Full details of Certificate of Fitness dates for LCBS RTs are not available due to the record cards which passed to them having been thrown in a skip when the last RTs and RFs left LCBS service.

I hope you find this of some interest.

Alan Bond
04/2012


06/04/12 - 15:22

Alan - a fascinating story.
Whilst I was aware of most of what went on within Aldenham Works when vehicles went in for overhaul, I have never come across reference to the cu number before - what was it please?

Bob Gell


07/04/12 - 07:18

A fascinating article. I was very interested in the way that the buses were stored on their wooden blocks. I have often wondered about this as some were stored for over four years.

Philip Carlton


07/04/12 - 16:03

A very interesting article. I never realised that LT 'hired' its tyres from tyre manufacturers on a mileage basis. Was this common at the time amongst other operators?
I do recall that the some chassis of the hybrid SRT class of buses (modified STL chassis with new RT bodies), having served their purpose and ready for scrapping, were saved and used, to 'park' float RT bodies for a while. They were merely perched on top of the chassis, not bolted down. A photo shows a larger than usual gap between the top of the tyres and mudguard of the bodies.

Chris Hebbron


07/04/12 - 18:03

Chris, West Yorkshire Road Car leased its tyres for many, many years and I seem to think this was common practice in a lot of other fleets. West Yorkshire had a tyre company fitter stationed at each of its main depots (Harrogate, Leeds, Bradford, Keighley and York). The tyre fitters were responsible for maintaining tyre stock, as well as the tyres themselves, and they could also be seen re-cutting the tyre treads from time to time, as required. (I don't know if this practice is carried out nowadays, as tyre regulations in general have changed quite a lot in recent years). Harrogate had its tyre store tucked away in a cosy corner at the bottom end of the depot, with the tyre fitter making light work of rolling large 9.00 x 20 and 10.00 x 20 tyres around to exactly the spot he wanted them. Almost an adult version of playing with a hoop and stick, and definitely an art.

Brendan Smith


08/04/12 - 06:50

London Transport certainly hired its bus tyres from the manufacturers up to the point in time when the ownership organisation was split between the GLC (the Central buses and Underground) and the National Bus Company (the Country buses and Coaches).
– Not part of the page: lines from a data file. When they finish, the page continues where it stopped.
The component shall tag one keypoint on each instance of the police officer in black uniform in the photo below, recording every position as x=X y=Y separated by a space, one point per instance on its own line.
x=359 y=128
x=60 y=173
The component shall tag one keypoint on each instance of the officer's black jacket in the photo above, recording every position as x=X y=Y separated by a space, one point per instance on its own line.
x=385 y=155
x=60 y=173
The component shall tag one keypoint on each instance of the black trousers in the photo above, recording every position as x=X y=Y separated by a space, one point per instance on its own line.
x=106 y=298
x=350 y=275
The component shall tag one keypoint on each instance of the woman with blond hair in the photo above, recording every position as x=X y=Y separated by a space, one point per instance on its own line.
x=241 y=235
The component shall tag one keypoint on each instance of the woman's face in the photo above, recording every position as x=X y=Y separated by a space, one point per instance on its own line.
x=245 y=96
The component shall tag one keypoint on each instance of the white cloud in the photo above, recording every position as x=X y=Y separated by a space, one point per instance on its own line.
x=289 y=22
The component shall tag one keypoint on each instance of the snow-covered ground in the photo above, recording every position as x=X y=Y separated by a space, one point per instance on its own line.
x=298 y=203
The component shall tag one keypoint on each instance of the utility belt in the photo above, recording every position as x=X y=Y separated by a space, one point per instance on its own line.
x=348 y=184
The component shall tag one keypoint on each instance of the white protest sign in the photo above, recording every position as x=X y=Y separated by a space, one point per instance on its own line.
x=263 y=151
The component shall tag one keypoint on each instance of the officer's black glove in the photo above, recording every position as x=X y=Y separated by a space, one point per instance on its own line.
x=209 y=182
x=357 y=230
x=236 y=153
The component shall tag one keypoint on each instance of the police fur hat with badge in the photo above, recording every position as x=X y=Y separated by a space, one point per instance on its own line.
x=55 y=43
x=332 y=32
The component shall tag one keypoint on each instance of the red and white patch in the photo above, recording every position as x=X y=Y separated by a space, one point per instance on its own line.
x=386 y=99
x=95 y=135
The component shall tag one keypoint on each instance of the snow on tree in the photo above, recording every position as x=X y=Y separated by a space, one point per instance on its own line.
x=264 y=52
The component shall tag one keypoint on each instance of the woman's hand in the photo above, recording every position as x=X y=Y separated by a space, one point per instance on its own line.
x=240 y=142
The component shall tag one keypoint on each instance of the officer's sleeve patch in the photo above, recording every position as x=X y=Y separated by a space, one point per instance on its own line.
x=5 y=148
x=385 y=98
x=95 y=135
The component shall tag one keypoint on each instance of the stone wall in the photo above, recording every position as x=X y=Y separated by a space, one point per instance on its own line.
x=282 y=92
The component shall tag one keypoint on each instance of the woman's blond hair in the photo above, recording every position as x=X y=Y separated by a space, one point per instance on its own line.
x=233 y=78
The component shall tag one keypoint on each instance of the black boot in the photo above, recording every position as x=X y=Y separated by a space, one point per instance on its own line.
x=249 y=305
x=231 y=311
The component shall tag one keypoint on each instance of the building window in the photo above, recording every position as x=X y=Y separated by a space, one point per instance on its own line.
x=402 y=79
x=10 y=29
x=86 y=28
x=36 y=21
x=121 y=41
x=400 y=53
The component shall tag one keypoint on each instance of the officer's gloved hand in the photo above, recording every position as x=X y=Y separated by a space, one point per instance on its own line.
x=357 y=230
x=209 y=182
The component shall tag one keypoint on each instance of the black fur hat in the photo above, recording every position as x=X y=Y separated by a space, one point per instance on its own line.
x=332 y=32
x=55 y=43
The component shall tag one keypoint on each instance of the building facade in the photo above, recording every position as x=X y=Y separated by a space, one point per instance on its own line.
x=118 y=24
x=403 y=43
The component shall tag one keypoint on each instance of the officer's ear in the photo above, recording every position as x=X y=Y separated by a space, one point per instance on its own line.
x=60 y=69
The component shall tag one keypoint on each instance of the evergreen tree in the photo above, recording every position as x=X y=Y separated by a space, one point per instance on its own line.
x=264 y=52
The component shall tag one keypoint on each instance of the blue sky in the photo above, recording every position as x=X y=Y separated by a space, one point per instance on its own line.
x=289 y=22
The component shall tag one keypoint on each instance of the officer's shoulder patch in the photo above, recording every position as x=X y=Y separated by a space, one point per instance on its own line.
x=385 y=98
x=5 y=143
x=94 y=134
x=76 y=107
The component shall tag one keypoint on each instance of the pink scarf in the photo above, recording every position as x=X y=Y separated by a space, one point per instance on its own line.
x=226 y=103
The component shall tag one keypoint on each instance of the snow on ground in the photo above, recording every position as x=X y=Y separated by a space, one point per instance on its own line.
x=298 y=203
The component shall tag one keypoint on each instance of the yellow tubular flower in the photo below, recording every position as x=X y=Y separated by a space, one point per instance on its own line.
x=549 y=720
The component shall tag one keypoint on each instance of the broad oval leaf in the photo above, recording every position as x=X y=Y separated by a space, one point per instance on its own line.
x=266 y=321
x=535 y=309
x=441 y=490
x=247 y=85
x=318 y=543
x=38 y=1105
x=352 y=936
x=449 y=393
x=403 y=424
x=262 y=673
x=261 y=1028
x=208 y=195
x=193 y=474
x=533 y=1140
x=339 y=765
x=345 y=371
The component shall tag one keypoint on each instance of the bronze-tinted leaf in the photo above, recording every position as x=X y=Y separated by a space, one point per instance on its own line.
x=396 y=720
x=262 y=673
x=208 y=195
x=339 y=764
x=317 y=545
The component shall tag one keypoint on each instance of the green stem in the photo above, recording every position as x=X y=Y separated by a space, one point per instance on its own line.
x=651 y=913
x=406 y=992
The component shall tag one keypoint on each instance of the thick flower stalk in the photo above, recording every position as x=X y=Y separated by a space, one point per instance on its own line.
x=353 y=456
The Tyre Mileage office, that employed a sizeable staff keeping an up to date card index recording the "daily life" of every individual tyre, occupied half of the first floor of the former East Surrey HQ building (later the LCBS HQ) in Lesbourne Road, Reigate, though the building retained the old East Surrey address of "Bell Street".

Roger Cox


08/04/12 - 06:50

South Yorkshire Road Transport of Pontefract bought their tyres, but immediately the Firm was sold to Caldaire Holdings (under West Riding) the renting system was adopted. A tyre store was built onto the Pontefract Depot, and a representative fitter attended regularly to change the tyres as necessary. The new tyre annexe was in an awkward inaccessible spot in the corner of the yard, and the poor chap often had a very difficult job to get his "patients" reasonably close to the "clinic", especially during the morning peak output.

Chris Youhill


09/04/12 - 07:00

With regards Bobs query re 'cu numbers'. To give a reasonable reply I think would require a separate article in its self, but Peter has agreed to run it this coming Friday as a follow on article, so I had better get scribbling.